Small-scale gold miners in Kakamega are upbeat that the establishment of a Sh1.5 billion refinery in the county will be a game-changer.
President Uhuru Kenyatta is expected to launch the construction of the Kakamega County Gold Refinery in Litambitsa, Ikolomani subcounty, on August 9.
The miners are hopeful that the gold refinery will help regulate prices, create direct and indirect employment opportunities and end smuggling of the mineral out of Kenya.
Kakamega county has over 15,000 small-scale miners engaged in artisanal mining in Ikolomani and Shinyalu subcounties.
The refinery will be the first of its kind and once completed, it will process gold from across the country.
“The refinery is an idea that is long overdue. It will help the government to know the exact amount of gold being produced in the country and fix issues of price,” Kakamega County Small-scale Miners Association chairman Saleh Mukoshi said.
He said once the refinery is set up, there should be clear structures for collecting gold from miners to cut out middlemen.
“Miners should be put in clusters and form cooperatives as intermediaries between them and the factory to avoid exploitation by brokers. This will also provide revenue through which the miners can access credit facilities for economic growth,” Mukoshi said.
He said that differences in the rates of royalties between Kenya and her neighbouring countries encourage the smuggling of gold.
“People find it easier to export gold through Uganda than Kenya because charges are higher in Kenya,” Mukoshi said.
“If you want to export one kilo of gold, it will cost you Sh220,000 in Kenya while in Uganda it will cost less than Sh100,000. In Kenya, royalty is at two per cent, while in Uganda it's 0.5 per cent.”
A gramme of gold goes for between Sh4,800 and Sh5,200.
He said the government should build the capacity of miners because “you can’t expect to sustain a refinery when people within the sector are operating informally”.

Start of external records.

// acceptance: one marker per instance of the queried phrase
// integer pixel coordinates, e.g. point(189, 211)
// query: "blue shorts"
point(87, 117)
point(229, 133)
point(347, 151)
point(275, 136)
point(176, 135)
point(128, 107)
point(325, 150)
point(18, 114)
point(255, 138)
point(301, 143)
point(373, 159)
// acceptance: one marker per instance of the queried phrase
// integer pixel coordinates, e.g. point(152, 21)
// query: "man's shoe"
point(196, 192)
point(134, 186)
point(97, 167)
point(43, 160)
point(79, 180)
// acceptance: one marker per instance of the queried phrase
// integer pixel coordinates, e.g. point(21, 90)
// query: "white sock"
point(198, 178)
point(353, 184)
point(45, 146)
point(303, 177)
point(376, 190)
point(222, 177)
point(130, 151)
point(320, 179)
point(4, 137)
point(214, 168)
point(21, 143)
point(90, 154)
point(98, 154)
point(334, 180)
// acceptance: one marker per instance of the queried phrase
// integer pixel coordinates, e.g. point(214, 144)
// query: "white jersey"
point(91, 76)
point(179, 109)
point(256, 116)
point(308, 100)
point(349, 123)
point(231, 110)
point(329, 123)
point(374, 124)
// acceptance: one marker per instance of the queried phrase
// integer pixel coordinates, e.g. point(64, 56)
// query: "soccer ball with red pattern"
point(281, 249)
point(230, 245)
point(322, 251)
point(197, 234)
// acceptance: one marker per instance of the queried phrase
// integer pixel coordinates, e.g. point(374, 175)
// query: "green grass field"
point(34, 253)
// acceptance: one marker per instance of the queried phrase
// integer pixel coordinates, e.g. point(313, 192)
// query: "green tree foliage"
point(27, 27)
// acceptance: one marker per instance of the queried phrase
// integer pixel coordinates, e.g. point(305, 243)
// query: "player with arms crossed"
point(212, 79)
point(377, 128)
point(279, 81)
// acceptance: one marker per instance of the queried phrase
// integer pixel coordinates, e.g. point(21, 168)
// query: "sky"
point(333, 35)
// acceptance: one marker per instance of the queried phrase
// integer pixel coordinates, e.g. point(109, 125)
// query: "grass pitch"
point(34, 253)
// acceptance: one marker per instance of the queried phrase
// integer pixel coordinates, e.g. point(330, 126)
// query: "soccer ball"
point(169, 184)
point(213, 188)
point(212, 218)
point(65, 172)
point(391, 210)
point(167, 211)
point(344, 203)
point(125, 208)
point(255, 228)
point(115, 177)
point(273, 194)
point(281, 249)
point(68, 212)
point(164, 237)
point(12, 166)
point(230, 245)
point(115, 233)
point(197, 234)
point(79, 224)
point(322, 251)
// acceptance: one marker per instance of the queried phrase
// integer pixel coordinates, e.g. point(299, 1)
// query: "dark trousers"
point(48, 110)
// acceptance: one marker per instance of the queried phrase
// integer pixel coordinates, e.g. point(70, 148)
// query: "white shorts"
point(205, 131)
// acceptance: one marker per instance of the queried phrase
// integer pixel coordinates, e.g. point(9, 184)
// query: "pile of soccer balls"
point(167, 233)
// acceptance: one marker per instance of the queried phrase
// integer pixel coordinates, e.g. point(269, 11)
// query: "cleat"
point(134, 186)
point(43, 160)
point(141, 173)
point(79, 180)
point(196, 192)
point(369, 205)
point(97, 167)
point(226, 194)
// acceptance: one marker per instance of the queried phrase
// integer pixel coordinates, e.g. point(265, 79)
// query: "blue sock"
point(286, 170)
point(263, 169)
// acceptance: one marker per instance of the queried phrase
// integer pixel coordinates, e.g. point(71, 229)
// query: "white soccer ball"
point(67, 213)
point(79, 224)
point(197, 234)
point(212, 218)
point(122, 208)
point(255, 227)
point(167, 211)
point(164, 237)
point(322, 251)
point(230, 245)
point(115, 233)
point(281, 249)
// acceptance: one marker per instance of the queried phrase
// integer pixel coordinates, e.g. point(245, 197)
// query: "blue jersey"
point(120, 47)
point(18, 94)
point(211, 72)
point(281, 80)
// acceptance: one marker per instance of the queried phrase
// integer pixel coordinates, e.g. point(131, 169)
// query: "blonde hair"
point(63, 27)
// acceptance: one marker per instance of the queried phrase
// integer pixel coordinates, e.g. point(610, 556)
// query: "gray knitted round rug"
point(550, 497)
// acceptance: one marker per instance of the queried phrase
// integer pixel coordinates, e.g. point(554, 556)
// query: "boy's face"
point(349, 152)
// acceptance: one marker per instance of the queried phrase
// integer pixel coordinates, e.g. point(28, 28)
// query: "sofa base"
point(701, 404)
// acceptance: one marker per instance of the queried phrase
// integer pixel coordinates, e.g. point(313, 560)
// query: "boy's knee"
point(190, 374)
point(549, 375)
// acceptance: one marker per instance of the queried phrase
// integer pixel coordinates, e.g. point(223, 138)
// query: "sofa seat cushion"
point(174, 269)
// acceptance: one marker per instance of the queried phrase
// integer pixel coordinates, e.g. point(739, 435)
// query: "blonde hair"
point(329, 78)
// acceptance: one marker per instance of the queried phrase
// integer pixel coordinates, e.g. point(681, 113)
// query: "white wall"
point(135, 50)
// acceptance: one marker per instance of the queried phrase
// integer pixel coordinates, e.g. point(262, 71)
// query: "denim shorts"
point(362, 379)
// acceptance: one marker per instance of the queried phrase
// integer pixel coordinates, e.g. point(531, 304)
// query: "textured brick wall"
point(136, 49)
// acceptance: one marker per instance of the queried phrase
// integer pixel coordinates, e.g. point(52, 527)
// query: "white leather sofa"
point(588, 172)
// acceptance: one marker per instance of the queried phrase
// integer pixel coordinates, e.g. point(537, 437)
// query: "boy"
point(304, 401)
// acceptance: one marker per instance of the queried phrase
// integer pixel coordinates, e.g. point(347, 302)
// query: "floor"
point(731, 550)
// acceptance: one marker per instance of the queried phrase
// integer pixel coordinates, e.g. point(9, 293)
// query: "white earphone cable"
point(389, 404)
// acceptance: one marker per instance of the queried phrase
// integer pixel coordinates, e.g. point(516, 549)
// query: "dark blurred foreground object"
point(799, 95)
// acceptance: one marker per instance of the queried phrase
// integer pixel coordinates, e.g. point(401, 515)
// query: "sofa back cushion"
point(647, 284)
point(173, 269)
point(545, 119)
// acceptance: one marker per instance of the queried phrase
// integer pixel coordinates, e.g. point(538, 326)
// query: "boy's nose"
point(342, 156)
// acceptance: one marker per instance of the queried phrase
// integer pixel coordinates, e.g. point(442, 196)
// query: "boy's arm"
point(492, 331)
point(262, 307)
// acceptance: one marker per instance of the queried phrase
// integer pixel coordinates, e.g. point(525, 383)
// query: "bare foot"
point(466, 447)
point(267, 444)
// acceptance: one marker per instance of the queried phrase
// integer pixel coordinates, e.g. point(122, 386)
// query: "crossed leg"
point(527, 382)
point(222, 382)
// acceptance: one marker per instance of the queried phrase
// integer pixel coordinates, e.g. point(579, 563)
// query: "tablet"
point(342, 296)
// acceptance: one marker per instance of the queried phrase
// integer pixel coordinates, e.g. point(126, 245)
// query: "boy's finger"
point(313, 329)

Resident George Mbwabi said miners should be engaged to provide labour at the factory.
“We are certain the refinery will help improve the price of gold. Mining is a labour-intensive exercise. Miners must be made to feel ownership of the factory. It should not be like sugarcane farming where the farmers were ignored,” Mbwabi said.
Ikolomani MP Bernard Shinali said the refinery will partly address the challenges of unemployment, make artisanal mining more profitable and regulate the gold business.
“The refinery will receive gold from across the country, purify, grade and brand it before it is exported. This will also increase revenue for both national and county governments in terms of royalties and taxes,” he said.
Currently, anybody can export gold as long as he or she is issued with a dealership licence.
Shinali said residents will now know how much gold was mined from their areas and what royalties they are entitled to.
The legislator said the lack of a refinery has led to mushrooming of gold mining plants, whose operators are exploiting artisanal miners.
“The local miners only get 30 per cent of the gold from the mountains of soils they excavate. The remaining 70 per cent is extracted by those leaching soil who do not participate in excavation,” he said.
Large-scale gold mining in western Kenya could start next year after exploration firm, Shanta Gold, identified deposits at seven different intersections in Kakamega.
Shanta puts the deposits at 1.31 million ounces valued at Sh164 billion and expects the mining period to last approximately 10 years.
The firm is exploring gold along the Lihranda Corridor in Isulu and Bushiangala in Ikolomani.
In 2015, Acacia Mining Company, which was exploring the mineral in the Lihranda Corridor, announced the discovery of 1.31 million ounces of gold at 12.1 grammes per tonne.
It however said the discovery was not economically viable and said it hoped to increase the discovery to two million ounces in two years.
The Kakamega gold rush in Kakamega started in early 1930. Geologist Albert Ernest Kitson, in his report for the Colonial Office, suggested that possibly as much as half of the gold being prospected was wasted by amateur techniques.
Meanwhile, a team from the Kakamega county government has planned visits to gold mining sites in the region to come up with a report on safety guidelines.
This is expected to culminate in the mapping of mining sites, which are potential death traps for thousands of artisanal miners who depend on the activity for a livelihood.
Mineral production and value addition county director Evans Masachi said the team will hand over the report to the Geological Society of Kenya to undertake the mapping exercise.
A number of miners have in the past died when mines collapse. Others died due to suffocation in the mines.